> Les Carnets de Bérose 

Elsdon Best, l’ethnographe immémorial

Frederico DELGADO ROSA

Les Carnets de Bérose, n° 9, Lahic / DPRPS-Direction générale des patrimoines, 2018

Rejeté ou ignoré, devenu invisible, Elsdon Best (1856-1931) est à la fois un ancêtre exclu et une figure clé de l’histoire de l’anthropologie, ne serait-ce que pour avoir amené Marcel Mauss à découvrir le célèbre concept maori du hau. Ce Néo-Zélandais, homme des frontières et représentant majeur de l’ethnographie de sauvetage, est l’auteur d’une œuvre profuse qui aborde les sujets les plus variés. Il s’intéresse surtout à la spiritualité et la religiosité des Maoris qui imprégnaient leur existence à l’époque précoloniale. Influencé par des courants divergents, de l’évolutionnisme à la mythologie comparée, sa production est singulière et invite à une exégèse historiciste pour comprendre les enjeux de son projet anthropologique. Ce Carnet de Bérose met également en évidence l’actualité brûlante des archives de la discipline et les déchirements que provoque aujourd’hui l’héritage ethnographique laissé par Best, notamment dans le contexte néo-zélandais, et dans la communauté savante maorie elle-même. Si on peut difficilement douter de la sincérité de sa démarche, de son attachement aux anciens Maoris et de son admiration pour leur savoir, il est indéniable que leurs relations étaient perverties ou, pour le moins, rendues ambiguës par une situation coloniale profondément asymétrique.
Non, décidément, l’histoire de l’anthropologie ne travaille pas que sur des sujets froids ou passéistes. Et l’on voit ici, autour d’une figure en passe de devenir une référence incontournable pour des raisons très éloignées du débat occidental sur le don et le hau maori, s’imbriquer les perspectives historiques et contemporaines. Comme l’écrit Herbert S. Lewis dans la préface : « L’histoire de la discipline et notre relation agitée avec les archives devraient être profondément marquées par la réflexion de Frederico D. Rosa autour du legs de l’ethnographe immémorial qu’est Elsdon Best. »
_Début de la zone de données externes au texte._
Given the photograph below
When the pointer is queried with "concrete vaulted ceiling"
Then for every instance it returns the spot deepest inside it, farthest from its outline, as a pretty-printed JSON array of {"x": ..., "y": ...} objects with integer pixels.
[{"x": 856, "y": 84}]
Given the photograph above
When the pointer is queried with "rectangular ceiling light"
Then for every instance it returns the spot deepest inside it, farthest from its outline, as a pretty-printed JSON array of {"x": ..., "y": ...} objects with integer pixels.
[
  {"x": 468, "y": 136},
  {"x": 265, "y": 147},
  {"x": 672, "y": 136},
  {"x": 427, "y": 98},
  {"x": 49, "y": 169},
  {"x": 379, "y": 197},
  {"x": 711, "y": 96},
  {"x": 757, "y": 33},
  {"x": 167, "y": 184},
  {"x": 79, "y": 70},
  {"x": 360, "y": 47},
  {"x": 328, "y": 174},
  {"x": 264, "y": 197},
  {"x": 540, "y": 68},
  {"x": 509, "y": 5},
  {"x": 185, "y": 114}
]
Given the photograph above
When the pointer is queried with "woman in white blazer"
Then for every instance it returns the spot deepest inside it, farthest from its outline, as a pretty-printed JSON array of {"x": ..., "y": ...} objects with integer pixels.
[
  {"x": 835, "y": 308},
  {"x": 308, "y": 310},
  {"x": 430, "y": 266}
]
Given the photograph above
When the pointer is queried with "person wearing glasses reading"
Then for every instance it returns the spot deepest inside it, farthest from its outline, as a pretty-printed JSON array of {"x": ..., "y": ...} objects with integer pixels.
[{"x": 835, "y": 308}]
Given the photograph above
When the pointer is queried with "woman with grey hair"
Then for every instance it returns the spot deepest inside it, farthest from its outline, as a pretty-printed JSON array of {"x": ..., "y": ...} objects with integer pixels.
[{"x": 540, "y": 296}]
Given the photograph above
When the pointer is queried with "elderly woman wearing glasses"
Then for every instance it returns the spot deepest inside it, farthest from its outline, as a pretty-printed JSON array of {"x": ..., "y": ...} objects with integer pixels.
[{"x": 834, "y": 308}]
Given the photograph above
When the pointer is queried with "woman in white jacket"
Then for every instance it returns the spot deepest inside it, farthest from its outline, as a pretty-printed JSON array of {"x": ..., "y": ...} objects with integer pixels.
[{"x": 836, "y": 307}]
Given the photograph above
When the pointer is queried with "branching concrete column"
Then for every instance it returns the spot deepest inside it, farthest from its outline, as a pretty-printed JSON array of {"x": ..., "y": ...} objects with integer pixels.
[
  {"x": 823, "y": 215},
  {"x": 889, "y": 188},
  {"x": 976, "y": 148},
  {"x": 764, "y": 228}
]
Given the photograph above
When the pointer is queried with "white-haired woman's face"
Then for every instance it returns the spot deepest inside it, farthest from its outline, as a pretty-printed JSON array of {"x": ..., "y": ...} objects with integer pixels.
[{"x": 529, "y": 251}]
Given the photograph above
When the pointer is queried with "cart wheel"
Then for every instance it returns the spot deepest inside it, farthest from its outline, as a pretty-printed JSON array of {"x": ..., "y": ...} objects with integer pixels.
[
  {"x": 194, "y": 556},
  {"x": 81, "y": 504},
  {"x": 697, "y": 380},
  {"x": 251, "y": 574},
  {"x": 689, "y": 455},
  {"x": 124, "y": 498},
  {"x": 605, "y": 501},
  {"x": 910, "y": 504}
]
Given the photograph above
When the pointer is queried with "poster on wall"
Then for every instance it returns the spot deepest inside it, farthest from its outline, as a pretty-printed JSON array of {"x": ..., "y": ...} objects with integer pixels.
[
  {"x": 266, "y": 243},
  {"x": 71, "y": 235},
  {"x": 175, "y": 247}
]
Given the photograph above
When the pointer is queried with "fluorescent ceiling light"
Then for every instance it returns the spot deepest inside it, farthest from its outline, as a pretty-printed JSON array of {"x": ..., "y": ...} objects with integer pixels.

Cet ouvrage est le neuvième volume des Carnets de Bérose, une collection éditée électroniquement par le IIAC-LAHIC et le département du Pilotage de la recherche et de la politique scientifique de la Direction générale des patrimoines (ministère de la Culture).

Criticized or simply ignored, sometimes made invisible, Elsdon Best (1856-1931) is both an excluded ancestor and a key figure of the history of anthropology, considering that his ethnography was at the roots of the famous debate on the Maori concept of hau. New Zealander frontier man and a major representative of salvage ethnography, he wrote extensively on all sorts of cultural matters, but his main interest was the religion and spirituality of "the old time Maori", which impregnated, so he believed, their existence. Under the influence of diverging 19th century anthropological schools, from sociocultural evolutionism to comparative mythology, his work is unique and calls for a historicist exegesis in order to understand the intellectual dimensions of his descriptive endeavours. But the current dimensions of the archive and the burning polemics around Best’s ethnography, namely in New Zealand and among the Maori scholarly community, are highlighted as well in this ’Carnet de Bérose’. If one can hardly doubt the honesty of his approach, the attachment he felt to the old Maori sages, and his admiration for their knowledge and wisdom, it is undeniable that their relationship was subverted or made ambiguous by a profoundly asymmetric colonial situation.
Indeed, the history of anthropology is far from being but a backward-looking discipline. Historical frames and today’s controversies get intertwined in this study on a figure who may well become a reference not to be missed for other reasons than the gift debate and the Maori concept of hau. As Herbert Lewis writes in the preface : "The history of our discipline and our turbulent relationship with the archive should be deeply affected by Frederico D. Rosa’s reflections on the legacy of Elsdon Best, an immemorial ethnographer."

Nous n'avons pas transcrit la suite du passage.